Four other junked cars pulled earlier in the day already squatted beneath the towers and power lines crisscrossing the hill that dominates the skyline above northeast Spokane. By the end of the day, Chamberlain had yanked 17 old Pontiacs, Jeeps and other Detroit fauna from the hillside’s creases, with the possibility as many more might surface today after years concealed beneath pine needles and limbs.
Based on a preliminary survey, members of the Spokane Mountaineers and Fat Tire Trail Riders Club had expected to remove about a dozen.
“We’d get down into these gullies,” said incoming Fat Tire President Angie Feser, “and we’d turn around and find another car.”
The climbers and bikers, with Chamberlain’s help, were cleaning up Beacon Hill as a goodwill gesture to the landowners, public and private, whose lands they have used for years, Feser said.
The hulks attracted vandals, she said, who turned to other mischief when the cars no longer entertained them.
“It gives them a sense it’s kind of a dumping ground,” Feser said.
Current Fat Tire President Penny Schwyn said more than 20 miles of bike trails cross Beacon Hill, which attracts riders from all over the region.
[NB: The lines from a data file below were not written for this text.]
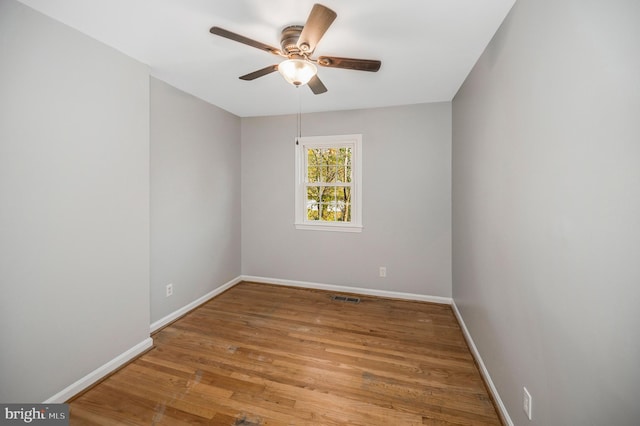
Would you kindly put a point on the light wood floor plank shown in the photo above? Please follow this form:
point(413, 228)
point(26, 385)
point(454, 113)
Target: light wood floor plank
point(268, 355)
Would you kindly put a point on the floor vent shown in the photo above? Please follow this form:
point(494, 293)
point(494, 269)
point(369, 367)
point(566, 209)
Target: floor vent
point(346, 299)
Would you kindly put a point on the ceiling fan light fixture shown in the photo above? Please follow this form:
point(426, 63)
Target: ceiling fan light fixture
point(297, 71)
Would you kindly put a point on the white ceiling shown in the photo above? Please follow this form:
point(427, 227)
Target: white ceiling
point(427, 47)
Two weeks ago, she said, recreationalists, landowners, and public and private officials met to discuss ways of encouraging more use by installing signs that identify trailheads and trails, adding parking, developing maps, providing cultural and geologic information, and assuring maintenance.
“We tried to think of everything,” such as access for emergency vehicles or helicopters if someone is seriously injured, said club member Dan Webber.
“We’re very much in the infancy of this thing,” Schwyn said, adding that the Hillyard area could benefit economically if improvements cemented Beacon Hill’s reputation as a bicycle Mecca. And park officials would like to get more low-income residents using the area for recreation, she said.
Landowners are enthusiastic because recreational use might discourage the destruction, dumping and fires that have scarred some areas, Schwyn said. Unauthorized use by ATVs and motorbikes – one roared by during an interview – also has been a problem.
Schwyn said trails on Beacon Hill could link John Shields Park, Minnehaha Park, Camp Sekani and the Centennial Trail.
The project has received some grant support, and Schwyn noted Chamberlain’s heavy skidder would not have been on the hill Saturday without a lift from Deer Park provided by Garco Construction.
Pick & Pull Auto Dismantlers and Inland Towing will remove the temporary boneyard this week, Feser said.
Schwyn said it may take another two years to formalize a plan for the area. In the meantime, she said, users should tread lightly.
“This is not abandoned property,” Schwyn said. “Our use of it is a privilege.”